というのも、アスランの頭を押すと2人は幸せになるとムゥから言われ、
純粋なウィルは言葉のままに従った。

“ウィル、もっと力入れろっ。
足で押しても大丈夫だって。“

「そんなことしたら、起しちゃうよ〜。」

“大丈夫、アスラン低血圧だからっ。”

「ていけつあつって?」

“なかなか起きないってコトだよ。
ほら、押してみろっ。“

いまいち納得できないウィルが小さな手で渾身の力を込めた時
アスランの頭がぐらりと動いた。
アスランとカガリの顔がだんだんと近づいていく。
やったぁ、そうウィルが口にしようとした時、

ゴっ。

鈍い音が室内に響いた。

 

 

「「った〜・・・・・・。」」

ふいに額に激痛を感じて
アスランとカガリは同時に顔をしかめた。
そっと開いた瞳の先の光景はまるで夢の続きのようで
言葉を失った。

抱きしめ合ったまま、
未来を重ねるように見詰め合う。

あぁそうか、これは夢なんだ、
2人同時にそう結論づけると
互いの姿を瞳に映し合いながら微笑んだ。

これが夢なら、言ってもいいだろう?
一緒に朝を迎えられた喜びの言葉を。

「「おはよう。」」

同じ言葉を同じタイミングで言う、
そんなありふれた奇跡はくすぐったくて
くすくすと笑いあう、
その声に、

“ぶ・・・はははははっ!”

何故だろう、ムゥの声が交じり

“も〜、アスラン君もカガリさんも。
ごちそうさまっ。
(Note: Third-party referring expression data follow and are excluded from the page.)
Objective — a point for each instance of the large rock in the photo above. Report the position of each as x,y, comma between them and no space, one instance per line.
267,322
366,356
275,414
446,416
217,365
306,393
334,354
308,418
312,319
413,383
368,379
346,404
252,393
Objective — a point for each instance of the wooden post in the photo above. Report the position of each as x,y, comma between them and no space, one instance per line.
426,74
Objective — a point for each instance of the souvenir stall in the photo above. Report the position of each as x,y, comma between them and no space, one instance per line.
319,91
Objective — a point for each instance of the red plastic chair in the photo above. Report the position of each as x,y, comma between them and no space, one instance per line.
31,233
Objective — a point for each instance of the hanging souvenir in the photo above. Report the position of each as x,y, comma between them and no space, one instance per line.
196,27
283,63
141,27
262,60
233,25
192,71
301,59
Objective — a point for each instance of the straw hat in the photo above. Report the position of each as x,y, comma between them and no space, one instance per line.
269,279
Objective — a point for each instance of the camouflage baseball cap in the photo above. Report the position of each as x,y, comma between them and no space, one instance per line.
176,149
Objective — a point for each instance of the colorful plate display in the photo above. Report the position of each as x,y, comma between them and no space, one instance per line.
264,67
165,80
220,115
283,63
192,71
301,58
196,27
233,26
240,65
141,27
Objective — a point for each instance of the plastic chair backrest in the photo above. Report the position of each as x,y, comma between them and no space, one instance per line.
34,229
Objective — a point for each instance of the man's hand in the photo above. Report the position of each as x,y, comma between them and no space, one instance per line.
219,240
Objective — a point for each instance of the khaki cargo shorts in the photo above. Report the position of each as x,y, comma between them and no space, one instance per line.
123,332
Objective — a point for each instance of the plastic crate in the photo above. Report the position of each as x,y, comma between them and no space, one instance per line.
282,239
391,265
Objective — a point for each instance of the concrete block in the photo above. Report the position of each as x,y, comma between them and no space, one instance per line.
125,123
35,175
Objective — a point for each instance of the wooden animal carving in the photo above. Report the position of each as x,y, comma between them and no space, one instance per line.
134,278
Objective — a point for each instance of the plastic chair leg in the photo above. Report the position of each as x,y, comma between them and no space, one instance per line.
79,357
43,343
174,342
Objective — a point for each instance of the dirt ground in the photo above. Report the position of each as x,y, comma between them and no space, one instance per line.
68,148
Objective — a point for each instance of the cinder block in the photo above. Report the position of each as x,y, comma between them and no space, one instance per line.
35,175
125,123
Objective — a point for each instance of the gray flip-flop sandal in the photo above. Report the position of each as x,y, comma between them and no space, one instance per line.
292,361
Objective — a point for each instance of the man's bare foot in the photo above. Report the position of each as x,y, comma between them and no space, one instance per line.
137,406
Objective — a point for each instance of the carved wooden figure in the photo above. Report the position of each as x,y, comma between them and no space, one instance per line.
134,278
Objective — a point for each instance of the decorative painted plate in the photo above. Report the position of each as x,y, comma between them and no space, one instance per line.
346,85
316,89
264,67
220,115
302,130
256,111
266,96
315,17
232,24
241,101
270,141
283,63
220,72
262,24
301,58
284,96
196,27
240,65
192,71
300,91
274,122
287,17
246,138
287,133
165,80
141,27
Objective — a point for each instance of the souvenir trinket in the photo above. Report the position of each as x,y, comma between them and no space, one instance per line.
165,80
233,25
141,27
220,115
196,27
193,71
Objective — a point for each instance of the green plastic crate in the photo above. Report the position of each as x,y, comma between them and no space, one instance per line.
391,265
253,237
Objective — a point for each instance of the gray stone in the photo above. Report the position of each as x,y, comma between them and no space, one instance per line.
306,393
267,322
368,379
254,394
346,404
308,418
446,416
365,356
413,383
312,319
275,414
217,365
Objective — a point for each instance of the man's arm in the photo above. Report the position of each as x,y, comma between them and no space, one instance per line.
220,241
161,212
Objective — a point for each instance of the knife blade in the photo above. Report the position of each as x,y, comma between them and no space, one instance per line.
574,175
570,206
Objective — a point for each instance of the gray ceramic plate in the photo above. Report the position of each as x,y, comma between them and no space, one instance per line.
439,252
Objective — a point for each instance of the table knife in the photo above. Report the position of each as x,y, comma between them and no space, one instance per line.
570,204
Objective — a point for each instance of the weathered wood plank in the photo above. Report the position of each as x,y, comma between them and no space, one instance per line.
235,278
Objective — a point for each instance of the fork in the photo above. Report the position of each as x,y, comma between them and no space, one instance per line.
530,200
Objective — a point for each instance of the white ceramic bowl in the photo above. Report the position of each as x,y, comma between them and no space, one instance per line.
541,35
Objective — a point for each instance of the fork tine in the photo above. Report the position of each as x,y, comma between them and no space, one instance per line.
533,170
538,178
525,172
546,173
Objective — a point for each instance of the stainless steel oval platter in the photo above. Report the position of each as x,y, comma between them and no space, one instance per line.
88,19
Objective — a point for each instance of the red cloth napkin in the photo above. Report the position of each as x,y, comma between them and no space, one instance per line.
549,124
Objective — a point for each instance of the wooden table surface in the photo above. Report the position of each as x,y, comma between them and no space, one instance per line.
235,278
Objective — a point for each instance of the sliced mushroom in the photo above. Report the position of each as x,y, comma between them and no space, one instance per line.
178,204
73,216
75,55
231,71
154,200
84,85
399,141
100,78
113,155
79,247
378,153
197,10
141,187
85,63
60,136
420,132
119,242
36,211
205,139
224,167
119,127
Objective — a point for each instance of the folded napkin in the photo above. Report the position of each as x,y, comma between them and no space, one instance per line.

”

どうしてだろう、マリューの声が交じり、
アスランとカガリはきょとんと見詰め合ったまま瞬きを繰り返す。
そして、抱きしめ合ったままの体に何かがどすんと乗っかった。

「パパ、ママ、おはようっ!!」

自分たちの上で、太陽さながらの笑顔を向けるウィルに
アスランとカガリは決定的な真実を悟る。

――これは、夢じゃない・・・。

――現実だ・・・っ。

ボンっと音が聴こえる程、一気に耳まで真っ赤になった2人が

「「ぅわぁあっ!!!」」

大声を上げて飛び起きたと同時に
ムゥとマリューの爆笑が響いた。